La Suprema Corte riteneva il ricorso summenzionato fondato, ravvisandosi il travisamento della prova attinente alla condizione di tossicodipendenza del ricorrente, in corrispondenza dell’epoca di commissione dei reati per i quali si chiedeva il riconoscimento della continuazione, atteso che, se dal certificato del Ser.T., emergeva la sua dipendenza da oppiacei in trattamento nel periodo che comprendeva l’epoca di commissione dei reati unificandi, dal canto suo, invece, il giudice dell’esecuzione, nel negare tale circostanza, ad avviso del Supremo Consesso, non aveva considerato tale condizione, astrattamente in grado di incidere sul riconoscimento del vincolo ex art. 81 cod. pen., così dando luogo ad una illogicità motivazionale da doversi emendare.

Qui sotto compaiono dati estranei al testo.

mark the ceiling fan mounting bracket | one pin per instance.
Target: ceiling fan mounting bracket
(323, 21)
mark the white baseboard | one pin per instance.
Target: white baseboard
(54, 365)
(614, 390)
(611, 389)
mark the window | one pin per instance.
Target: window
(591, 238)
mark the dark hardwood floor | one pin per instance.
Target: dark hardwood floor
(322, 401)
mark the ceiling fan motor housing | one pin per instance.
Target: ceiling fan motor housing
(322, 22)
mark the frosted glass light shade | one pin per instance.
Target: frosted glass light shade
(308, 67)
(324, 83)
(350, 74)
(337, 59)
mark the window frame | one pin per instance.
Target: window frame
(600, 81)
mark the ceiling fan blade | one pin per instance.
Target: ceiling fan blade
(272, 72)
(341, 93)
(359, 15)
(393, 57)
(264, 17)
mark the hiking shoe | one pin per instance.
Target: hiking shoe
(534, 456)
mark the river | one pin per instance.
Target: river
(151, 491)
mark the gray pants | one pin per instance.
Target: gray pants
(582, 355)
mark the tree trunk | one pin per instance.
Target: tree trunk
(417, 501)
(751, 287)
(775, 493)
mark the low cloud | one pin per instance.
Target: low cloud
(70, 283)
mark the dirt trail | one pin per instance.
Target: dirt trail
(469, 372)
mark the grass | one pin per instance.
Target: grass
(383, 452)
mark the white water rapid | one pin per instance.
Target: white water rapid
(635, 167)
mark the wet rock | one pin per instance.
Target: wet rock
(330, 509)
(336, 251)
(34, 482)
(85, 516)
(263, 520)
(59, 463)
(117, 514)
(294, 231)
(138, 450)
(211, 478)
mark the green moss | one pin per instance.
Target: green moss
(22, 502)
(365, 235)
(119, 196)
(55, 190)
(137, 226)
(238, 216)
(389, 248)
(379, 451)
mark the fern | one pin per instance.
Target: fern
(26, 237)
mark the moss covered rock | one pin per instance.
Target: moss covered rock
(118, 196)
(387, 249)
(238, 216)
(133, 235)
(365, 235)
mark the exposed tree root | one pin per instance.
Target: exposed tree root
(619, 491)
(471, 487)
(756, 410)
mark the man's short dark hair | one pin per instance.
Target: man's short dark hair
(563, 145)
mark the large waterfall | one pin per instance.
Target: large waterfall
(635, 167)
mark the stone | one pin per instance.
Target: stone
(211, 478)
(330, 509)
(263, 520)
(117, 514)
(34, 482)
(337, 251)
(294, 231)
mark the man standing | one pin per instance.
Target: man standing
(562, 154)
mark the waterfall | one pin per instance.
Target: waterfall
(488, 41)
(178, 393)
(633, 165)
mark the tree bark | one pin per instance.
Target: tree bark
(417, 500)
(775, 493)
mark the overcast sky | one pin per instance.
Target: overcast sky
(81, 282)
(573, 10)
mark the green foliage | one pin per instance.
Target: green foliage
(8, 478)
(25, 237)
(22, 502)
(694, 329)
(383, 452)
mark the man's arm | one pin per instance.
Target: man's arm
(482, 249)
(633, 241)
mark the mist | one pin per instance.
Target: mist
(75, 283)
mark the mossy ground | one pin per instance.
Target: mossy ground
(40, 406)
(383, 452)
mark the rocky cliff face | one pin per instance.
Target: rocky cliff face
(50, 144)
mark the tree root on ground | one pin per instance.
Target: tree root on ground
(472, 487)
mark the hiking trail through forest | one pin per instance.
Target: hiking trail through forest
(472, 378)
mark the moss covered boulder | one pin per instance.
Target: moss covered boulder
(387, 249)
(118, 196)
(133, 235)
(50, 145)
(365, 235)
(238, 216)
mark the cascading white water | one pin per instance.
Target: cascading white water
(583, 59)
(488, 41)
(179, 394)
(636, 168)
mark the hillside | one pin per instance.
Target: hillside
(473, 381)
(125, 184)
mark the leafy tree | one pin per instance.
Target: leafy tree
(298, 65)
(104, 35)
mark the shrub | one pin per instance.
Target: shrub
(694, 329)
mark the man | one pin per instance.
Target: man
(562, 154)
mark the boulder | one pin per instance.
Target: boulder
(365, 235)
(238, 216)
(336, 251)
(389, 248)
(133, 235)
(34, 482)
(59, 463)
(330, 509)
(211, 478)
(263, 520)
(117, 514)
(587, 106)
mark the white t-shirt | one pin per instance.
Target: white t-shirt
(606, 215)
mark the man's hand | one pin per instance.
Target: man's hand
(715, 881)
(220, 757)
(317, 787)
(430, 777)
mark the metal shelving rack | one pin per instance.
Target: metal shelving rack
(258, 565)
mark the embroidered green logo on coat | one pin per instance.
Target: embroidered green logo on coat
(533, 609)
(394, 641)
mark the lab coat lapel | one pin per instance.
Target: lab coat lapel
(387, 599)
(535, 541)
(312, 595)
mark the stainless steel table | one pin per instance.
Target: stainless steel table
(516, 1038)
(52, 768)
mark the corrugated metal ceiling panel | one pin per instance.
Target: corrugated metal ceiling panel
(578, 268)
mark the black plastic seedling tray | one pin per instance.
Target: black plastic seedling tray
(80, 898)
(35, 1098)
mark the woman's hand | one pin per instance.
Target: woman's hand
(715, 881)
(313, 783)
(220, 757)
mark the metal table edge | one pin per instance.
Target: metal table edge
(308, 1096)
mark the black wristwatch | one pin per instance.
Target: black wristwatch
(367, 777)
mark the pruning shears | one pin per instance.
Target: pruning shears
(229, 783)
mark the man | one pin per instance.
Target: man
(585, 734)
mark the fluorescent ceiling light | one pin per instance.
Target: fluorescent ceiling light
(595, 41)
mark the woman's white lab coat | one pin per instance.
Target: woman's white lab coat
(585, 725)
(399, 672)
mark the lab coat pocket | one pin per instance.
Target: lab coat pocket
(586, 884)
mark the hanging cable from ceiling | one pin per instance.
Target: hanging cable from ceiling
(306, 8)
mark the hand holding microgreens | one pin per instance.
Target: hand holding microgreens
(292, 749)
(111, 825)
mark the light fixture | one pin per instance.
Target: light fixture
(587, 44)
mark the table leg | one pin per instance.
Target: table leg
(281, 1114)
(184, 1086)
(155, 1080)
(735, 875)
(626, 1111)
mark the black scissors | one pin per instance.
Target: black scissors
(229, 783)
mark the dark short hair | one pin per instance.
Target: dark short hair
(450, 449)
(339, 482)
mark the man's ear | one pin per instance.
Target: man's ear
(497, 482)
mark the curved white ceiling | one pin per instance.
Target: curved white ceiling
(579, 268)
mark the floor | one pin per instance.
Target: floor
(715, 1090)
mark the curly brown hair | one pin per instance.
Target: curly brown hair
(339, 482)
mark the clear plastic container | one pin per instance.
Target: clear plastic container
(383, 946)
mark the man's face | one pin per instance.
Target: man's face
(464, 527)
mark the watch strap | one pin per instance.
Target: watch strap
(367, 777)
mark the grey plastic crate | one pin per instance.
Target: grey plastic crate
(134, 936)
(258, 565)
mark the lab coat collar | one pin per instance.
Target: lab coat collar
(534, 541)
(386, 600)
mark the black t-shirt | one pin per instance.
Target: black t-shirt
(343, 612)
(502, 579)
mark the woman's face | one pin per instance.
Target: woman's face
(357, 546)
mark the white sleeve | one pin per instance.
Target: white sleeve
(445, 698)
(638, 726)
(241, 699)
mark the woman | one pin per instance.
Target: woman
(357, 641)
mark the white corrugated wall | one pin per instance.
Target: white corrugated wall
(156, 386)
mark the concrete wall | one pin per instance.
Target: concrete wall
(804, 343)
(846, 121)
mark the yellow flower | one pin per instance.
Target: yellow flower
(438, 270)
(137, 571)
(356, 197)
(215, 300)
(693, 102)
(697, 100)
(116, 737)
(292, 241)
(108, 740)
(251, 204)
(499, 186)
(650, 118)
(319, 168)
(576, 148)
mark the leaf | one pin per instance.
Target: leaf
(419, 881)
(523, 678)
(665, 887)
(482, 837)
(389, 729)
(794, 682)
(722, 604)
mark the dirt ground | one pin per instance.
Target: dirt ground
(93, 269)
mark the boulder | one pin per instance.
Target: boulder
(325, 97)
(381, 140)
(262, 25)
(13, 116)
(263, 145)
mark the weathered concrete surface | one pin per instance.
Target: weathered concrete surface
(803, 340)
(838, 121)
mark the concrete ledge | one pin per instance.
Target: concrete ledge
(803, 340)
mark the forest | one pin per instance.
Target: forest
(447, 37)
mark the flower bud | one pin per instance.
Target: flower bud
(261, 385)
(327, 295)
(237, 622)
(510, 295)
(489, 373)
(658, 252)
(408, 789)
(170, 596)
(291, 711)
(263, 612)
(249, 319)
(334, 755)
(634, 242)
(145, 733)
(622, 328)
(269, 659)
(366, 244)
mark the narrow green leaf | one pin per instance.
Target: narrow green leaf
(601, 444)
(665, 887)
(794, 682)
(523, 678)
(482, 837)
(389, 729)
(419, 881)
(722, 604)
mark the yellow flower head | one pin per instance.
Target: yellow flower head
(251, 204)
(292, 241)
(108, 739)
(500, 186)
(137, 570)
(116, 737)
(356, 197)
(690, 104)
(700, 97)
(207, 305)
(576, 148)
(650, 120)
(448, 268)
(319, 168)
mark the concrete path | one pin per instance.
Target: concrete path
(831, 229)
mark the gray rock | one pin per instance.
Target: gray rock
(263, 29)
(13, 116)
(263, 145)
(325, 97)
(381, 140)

Oltre a ciò, era altresì osservato – una volta fatto presente che è noto che la legge n. 49 del 2006 impone al giudice dell’esecuzione di considerare la condizione di tossicodipendenza ai fini della valutazione dell’unicità del disegno criminoso – che ciò rileva nei termini normativamente definiti dall’art. 671, comma 1, ultimo periodo, cod. proc. pen.: “… Fra gli elementi che incidono sull’applicazione della disciplina del reato continuato vi è la consumazione di più reati in relazione allo stato di tossicodipendenza.”, è che, se è vero che la consumazione di più reati in relazione allo stato di tossicodipendenza non è condizione necessaria o sufficiente ai fini del riconoscimento della continuazione in carenza di ulteriori elementi concordanti (Sez. 1, n. 39287 del 13/10/2010), detto stato costituisce comunque un indice rivelatore che deve formare oggetto di specifico esame da parte del giudice dell’esecuzione qualora emerga dagli atti o sia stato altrimenti prospettato dal condannato (Sez. 1, n. 18242 del 04/04/2014).

Orbene, ad avviso degli Ermellini, quanto appena esposto rilevava nel caso di specie, dovendosi considerare come violazione di legge, con riferimento all’indicata disposizione, nonché come omissione o illogicità motivazionale su circostanza rilevante ai fini della decisione, l’operato del giudice che ometta dì considerare, o svaluti totalmente senza adeguata giustificazione, lo stato di tossicodipendenza del condannato, specificamente dedotto e corroborato da idonea documentazione (Sez. 1, n. 4094 del 03/12/2019).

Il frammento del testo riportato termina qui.